Friday, September 14, 2007

Recipe- Lasagna with Pesto and Fresh Tomatoes

I've made many recipes, and I often modify them if they need improvement, or to just make them more my own. This often suits if I simply don't have exact ingredients and work with what I have.

I have officially written my first recipe from my own head, and I'd like to share it with you here. I prepared it last night, and New Husband was quite pleased with the results. I'd like to tinker with it a bit more and will share the evolution with you, but here is version 1.0. I made it for 2, but you can easily double the recipe if you have a larger crowd.

Lasagna with Pesto and Fresh Tomatoes

pesto:
1/2 bunch fresh basil
1/2 cup walnuts, toasted
a handful of fresh baby spinach
1/4 cup part skim ricotta
2 Tablespoons parmesan cheese
3-4 Tablespoons walnut oil
warm water
salt and pepper to taste

2 portobello mushrooms, cut into chunks
1 Tablespoon walnut oil
salt and pepper

4 large tomatoes, cut into chunks, with 4 slices for garnish
about 3/4 cups shredded cheese- I used
a fontina, parmesan, and asiago blend
8 no-boil lasagna noodles

Preheat oven to 425 degrees Fahrenheit.

For the pesto: place basil, walnuts, spinach, ricotta, and parmesan in a food processor and pulse to combine. With the processor running, add the walnut oil, and then the warm water to create a fairly liquid consistency. Add salt and pepper to taste.
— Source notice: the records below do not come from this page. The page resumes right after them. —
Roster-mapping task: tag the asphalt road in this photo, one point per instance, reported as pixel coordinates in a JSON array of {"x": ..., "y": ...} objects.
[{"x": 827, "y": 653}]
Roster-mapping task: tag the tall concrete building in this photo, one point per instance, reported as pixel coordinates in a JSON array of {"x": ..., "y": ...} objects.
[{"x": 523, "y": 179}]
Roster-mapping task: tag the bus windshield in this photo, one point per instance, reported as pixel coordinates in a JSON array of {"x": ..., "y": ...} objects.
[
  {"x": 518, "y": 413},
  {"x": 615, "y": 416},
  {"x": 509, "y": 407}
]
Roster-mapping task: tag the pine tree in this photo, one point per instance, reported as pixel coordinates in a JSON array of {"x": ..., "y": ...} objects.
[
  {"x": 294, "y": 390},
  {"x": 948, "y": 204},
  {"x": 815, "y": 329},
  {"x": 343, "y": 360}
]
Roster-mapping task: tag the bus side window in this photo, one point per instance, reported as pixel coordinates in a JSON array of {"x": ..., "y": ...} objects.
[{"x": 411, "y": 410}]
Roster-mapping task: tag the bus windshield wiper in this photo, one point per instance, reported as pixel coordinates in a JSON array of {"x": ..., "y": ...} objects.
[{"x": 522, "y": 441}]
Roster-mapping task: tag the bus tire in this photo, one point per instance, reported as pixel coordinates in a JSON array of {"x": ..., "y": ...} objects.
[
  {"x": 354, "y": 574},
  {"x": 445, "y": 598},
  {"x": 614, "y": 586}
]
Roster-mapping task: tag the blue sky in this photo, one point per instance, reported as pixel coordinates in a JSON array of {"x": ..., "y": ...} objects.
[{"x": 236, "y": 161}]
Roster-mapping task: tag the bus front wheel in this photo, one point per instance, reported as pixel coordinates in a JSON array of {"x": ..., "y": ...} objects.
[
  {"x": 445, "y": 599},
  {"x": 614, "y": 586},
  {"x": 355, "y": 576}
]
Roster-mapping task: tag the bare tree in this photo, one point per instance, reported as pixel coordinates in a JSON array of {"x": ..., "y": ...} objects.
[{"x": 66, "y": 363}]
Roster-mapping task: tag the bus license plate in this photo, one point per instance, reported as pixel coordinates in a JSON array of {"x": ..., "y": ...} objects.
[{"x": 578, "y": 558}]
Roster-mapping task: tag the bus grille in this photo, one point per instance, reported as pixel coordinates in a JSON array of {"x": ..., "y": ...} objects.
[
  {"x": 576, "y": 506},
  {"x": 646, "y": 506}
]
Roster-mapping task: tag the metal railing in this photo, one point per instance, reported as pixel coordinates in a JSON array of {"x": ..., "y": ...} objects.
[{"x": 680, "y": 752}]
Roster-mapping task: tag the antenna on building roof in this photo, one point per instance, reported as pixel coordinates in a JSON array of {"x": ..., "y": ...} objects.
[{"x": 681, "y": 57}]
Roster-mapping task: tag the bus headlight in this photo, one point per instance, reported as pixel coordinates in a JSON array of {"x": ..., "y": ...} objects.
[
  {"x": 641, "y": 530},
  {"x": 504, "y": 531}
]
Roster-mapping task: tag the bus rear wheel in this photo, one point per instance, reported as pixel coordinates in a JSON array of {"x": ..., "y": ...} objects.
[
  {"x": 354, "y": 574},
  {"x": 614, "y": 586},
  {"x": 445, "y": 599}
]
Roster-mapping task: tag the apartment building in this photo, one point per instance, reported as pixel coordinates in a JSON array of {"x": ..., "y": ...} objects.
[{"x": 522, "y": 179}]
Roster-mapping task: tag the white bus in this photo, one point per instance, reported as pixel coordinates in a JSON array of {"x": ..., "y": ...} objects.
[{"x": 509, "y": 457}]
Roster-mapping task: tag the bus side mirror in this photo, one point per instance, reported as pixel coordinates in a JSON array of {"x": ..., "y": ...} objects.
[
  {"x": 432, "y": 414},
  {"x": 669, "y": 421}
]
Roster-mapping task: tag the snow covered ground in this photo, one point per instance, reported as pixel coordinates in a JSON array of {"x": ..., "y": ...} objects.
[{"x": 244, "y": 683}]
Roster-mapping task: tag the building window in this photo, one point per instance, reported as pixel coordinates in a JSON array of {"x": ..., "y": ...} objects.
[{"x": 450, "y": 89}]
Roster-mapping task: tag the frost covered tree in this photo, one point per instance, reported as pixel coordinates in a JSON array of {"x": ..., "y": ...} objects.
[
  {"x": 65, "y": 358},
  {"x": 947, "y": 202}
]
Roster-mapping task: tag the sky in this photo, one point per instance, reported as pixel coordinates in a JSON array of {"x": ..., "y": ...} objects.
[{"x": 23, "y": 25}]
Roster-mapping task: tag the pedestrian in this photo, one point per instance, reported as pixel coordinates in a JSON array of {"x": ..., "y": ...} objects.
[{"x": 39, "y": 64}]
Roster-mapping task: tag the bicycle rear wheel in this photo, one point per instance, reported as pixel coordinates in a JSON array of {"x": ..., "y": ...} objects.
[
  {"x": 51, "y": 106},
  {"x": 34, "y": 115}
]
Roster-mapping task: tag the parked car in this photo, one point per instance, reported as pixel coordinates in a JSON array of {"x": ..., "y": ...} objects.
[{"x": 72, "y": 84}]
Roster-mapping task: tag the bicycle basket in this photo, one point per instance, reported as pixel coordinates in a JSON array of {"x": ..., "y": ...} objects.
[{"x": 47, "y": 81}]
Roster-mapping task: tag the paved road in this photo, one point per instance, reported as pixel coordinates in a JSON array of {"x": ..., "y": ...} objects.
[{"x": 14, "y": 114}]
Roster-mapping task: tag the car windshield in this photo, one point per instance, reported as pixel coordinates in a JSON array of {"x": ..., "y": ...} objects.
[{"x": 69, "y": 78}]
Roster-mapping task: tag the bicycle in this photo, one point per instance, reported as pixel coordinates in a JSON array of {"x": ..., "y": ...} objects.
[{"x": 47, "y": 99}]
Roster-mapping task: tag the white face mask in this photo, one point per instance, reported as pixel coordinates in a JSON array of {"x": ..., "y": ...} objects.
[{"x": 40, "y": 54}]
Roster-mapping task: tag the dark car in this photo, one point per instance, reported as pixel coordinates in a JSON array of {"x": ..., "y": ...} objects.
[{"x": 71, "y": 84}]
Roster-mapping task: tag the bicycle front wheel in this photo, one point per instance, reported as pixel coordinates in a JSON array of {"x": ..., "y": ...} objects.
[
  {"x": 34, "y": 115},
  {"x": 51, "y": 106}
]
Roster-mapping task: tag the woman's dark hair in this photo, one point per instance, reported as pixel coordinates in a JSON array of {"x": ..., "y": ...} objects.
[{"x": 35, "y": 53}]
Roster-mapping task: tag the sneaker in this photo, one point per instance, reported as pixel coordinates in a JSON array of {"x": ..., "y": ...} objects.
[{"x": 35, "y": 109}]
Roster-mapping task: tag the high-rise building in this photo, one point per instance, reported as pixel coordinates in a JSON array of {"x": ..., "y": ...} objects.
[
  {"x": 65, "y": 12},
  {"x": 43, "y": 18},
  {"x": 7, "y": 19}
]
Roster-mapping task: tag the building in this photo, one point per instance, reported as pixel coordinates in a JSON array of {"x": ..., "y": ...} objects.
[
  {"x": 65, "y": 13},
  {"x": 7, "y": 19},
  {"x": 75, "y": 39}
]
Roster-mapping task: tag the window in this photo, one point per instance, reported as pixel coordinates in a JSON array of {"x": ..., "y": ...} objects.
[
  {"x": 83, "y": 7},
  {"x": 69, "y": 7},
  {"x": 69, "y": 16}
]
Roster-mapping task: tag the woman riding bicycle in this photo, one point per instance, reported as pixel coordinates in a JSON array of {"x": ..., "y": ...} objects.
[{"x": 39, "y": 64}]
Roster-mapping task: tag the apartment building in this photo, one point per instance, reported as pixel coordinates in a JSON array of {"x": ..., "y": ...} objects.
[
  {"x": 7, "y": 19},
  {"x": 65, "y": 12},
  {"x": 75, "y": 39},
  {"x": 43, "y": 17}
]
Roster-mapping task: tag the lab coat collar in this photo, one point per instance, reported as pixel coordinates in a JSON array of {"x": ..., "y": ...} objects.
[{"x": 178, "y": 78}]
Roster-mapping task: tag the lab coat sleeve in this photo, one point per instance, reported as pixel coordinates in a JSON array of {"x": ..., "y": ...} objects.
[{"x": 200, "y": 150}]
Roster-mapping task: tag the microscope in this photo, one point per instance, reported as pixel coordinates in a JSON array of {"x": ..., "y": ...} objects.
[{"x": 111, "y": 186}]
For the mushrooms: Toss with the walnut oil and salt and pepper. Spread out on a baking sheet and roast for 15-20 minutes. Remove and drop the oven temperature down to 350 degrees.

To assemble the lasagna: Place the lasagna noodles in a large dish and pour boiling water over them. Soak for 10 minutes, tossing to make sure the noodles don't stick together. Drain the noodles on paper towels, and set aside.
Spread a heaping Tablespoon of pest on the bottom of an 8 x 8 baking dish. Lay 2 pasta noodles down and spoon pesto to coat all over lightly. Layer tomatoes to cover, followed by 1/4 of the mushrooms. Sprinkle some of the cheese on top. Repeat with the noodles, pesto, tomatoes, and mushrooms and cheese 2 more times, using all the mushrooms on the last layer. For the final layer, add the remaining noodles, and the four reserved tomato slices. Top with the remainder of cheese.
Cover with tin foil and bake for 25 minutes. Remove the foil and bake for 20 minutes more. Remove and let sit for 5 minutes before cutting. Serve.

Serves 2.

The lasagna came out really well; it was flavorful and delicious. I think my improvements on future try would be to tinker with the amounts of tomatoes and mushrooms. The pesto is a lighter pesto but still rich, so more fresh tomatoes would be welcome. And we love mushrooms, so more is always good! In short, we devoured the majority of it which is saying alot of New Husband who can't eat much of just one thing.